Не сомневаюсь в искренности мемуаристов, не сомневаюсь, что именно таким запомнился им Мухтар Ауэзов — лучистым, ярким, прямодушным, сразу располагающим к себе человеком.

Но это — как и с Автобиографией. Наверняка всё правда. Только, наверное, не вся правда. Правда парадного монумента, а не живого характера.

Это можно понять по нечаянным оговоркам. Илья Сельвинский, скажем, вспоминает бронзовое лицо Будды. Но как раз улыбку Будды представить себе как-то трудно. Загадка — дело иное.

Это можно понять по случайному, как бы вскользь брошенному, да и стертому, однако же многозначительному слову — «противоречивый» (А. Нурпеисов).

Это можно понять по умолчаниям. Неужели Олесь Гончар действительно думает, что, выдавливая из себя признания в несуществующих грехах, публичным самобичеванием занимаясь, можно сохранять чувство собственного достоинства?

А вот Евгений Брусиловский, знавший, пожалуй, Ауэзова ближе многих иных, набрасывает живой, то есть не юбилейный портрет: «Человек этот был обаятельного ума, энциклопедических знаний, высокой восточной культуры. Беседа с ним всегда была сочетанием полезного с приятным. Эта беседа была по-восточному нетороплива, слова точны и содержательны, не было и тени зазнайства или самодовольства. Но собеседник чувствовал себя недоучкой, пытающимся вести разговор «на равных». Внешняя уважительность тонко, в хорошем восточном стиле подчеркивала неравноценность собеседников…

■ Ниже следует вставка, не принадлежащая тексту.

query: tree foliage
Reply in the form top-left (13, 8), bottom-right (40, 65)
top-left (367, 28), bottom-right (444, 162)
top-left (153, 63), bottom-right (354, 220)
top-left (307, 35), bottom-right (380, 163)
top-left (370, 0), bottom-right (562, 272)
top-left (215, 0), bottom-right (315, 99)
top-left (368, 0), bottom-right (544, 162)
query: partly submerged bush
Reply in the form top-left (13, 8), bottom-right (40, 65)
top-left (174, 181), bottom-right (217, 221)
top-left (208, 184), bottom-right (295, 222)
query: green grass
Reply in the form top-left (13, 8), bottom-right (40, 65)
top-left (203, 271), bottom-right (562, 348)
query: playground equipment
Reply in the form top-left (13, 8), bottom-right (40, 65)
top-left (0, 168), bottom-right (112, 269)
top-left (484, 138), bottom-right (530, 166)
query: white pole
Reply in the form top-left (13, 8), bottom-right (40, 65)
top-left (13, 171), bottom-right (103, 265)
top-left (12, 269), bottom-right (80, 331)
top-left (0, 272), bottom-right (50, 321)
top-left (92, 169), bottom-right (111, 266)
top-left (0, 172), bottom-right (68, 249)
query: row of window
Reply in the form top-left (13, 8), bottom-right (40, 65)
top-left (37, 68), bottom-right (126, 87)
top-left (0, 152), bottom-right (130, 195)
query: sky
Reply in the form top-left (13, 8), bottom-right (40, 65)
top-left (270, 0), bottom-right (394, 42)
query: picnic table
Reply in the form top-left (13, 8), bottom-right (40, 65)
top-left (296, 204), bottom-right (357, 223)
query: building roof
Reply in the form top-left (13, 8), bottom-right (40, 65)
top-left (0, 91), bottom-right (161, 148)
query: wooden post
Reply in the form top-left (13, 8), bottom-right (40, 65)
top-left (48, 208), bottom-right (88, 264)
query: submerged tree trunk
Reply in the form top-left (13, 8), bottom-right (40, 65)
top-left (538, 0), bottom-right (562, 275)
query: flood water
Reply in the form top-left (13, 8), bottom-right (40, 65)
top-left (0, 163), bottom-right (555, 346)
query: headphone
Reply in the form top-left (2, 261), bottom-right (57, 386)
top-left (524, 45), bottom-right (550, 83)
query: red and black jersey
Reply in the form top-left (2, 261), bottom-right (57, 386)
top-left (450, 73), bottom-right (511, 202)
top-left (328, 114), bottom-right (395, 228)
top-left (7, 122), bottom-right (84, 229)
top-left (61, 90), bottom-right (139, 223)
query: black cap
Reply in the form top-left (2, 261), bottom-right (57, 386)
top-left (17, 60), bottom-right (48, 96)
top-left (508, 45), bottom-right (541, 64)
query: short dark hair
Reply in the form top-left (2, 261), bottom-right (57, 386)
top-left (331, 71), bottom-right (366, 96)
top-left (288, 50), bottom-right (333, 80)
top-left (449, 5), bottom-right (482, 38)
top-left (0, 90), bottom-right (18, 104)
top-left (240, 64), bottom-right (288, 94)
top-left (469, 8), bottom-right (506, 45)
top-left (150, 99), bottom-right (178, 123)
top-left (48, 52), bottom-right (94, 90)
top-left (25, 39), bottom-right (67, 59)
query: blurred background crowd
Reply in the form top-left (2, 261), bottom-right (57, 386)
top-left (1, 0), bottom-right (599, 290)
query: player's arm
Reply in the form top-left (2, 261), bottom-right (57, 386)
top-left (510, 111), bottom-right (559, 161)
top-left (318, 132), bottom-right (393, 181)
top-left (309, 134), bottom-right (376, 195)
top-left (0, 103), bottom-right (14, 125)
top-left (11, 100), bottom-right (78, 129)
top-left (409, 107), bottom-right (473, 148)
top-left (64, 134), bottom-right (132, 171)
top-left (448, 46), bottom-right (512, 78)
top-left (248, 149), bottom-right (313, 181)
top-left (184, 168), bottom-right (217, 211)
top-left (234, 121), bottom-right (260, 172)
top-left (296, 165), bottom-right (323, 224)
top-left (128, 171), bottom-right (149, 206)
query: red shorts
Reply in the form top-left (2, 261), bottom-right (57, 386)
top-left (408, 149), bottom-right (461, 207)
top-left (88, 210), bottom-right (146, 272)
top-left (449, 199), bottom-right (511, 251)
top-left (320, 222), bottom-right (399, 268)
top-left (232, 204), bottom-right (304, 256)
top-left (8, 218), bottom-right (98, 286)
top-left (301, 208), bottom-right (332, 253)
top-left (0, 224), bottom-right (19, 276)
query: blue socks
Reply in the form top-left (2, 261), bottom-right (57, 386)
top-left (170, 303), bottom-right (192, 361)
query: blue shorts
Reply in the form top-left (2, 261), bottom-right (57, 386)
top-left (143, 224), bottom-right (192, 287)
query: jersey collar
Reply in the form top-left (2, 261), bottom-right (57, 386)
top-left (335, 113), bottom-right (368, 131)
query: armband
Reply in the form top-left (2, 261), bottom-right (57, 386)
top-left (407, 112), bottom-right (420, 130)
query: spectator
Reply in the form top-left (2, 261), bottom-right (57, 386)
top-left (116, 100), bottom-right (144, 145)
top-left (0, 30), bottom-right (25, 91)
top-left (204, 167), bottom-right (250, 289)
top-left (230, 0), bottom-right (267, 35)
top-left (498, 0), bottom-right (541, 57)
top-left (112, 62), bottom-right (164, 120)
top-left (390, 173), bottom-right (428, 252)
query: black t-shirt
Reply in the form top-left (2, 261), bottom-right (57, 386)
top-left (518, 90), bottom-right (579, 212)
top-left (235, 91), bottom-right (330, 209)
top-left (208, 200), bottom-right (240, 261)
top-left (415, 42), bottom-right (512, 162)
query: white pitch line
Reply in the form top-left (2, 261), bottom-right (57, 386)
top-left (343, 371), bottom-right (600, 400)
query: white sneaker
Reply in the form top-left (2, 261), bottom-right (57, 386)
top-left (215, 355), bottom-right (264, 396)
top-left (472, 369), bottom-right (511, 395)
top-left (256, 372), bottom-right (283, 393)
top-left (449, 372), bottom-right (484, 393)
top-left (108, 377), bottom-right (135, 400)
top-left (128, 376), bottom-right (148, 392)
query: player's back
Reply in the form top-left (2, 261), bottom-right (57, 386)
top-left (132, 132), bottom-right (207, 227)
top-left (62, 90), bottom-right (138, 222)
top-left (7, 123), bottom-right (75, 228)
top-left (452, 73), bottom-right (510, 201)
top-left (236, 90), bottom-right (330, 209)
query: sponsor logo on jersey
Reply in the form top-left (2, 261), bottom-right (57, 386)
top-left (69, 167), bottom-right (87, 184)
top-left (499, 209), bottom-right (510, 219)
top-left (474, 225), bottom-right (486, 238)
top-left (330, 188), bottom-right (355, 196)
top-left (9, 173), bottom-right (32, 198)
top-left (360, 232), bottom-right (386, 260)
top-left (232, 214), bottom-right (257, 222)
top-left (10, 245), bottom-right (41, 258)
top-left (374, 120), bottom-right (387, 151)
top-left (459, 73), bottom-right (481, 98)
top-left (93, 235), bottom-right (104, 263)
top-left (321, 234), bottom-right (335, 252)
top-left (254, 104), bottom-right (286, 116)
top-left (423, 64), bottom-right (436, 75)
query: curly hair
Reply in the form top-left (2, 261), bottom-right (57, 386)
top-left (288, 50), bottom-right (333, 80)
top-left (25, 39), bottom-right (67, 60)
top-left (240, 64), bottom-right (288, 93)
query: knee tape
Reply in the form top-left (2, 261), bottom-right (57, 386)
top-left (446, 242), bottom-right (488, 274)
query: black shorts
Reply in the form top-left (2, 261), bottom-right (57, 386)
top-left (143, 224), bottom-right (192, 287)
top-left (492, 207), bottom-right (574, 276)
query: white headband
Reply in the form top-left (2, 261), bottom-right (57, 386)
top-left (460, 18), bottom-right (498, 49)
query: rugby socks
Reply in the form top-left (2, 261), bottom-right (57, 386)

Он был человек легкоранимый, и малейшая неприятность могла вывести его из равновесия. Мелкий проигрыш в преферанс мог надолго испортить ему настроение».

Пока все прекрасно, но, оказывается, ранимость способна обернуться нетерпимостью. Правда, тут случай особый — Абай. И тем не менее… Короче, по словам Брусиловского, в какой-то момент Ауэзов навсегда отвернулся от Александра Викторовича Затаевича только потому, что тому не понравились песни Абая.

А кто такой Затаевич и как он оказался в Казахстане?

До пятидесяти примерно лет этот человек вел более или менее размеренную жизнь чиновника при хорошем жалованье в Варшаве. Правда, нарушала порядок страсть к музыкальному сочинительству, не обеспеченная достаточными творческими дарованиями. Во всяком случае, Рахманинов, с которым он был знаком, помогать ему в издании его опусов под каким-то предлогом отказался. Что, впрочем, Александра Викторовича не особенно расстроило, он продолжал служить и сочинять.

Но в 1914 году, с началом мировой войны, все перевернулось. Каким-то образом судьба забрасывает Затаевича в Оренбург, где он и встречает сначала Февральскую, а потом Октябрьскую революцию. Быть может, всемирные катаклизмы, нарушив покой и мирное течение жизни, пробудили в этом человеке и какие-то прежде дремавшие силы и интересы. Так или иначе, в возрасте уже весьма почтенном он становится музыкальным этнографом и издает один за другим сборники записей казахской народной музыки. Его имя громко звучит в мире, он переписывается с самим Роменом Ролланом, его усилиями казахский мелос становится частью европейской культурной жизни.

Но вот песенное творчество Абая ему, к несчастью, не по душе, и в глазах Мухтара Ауэзова это не искупает всех его усилий на ниве просветительства — на той самой ниве, которая, казалось бы, должна этих людей сблизить.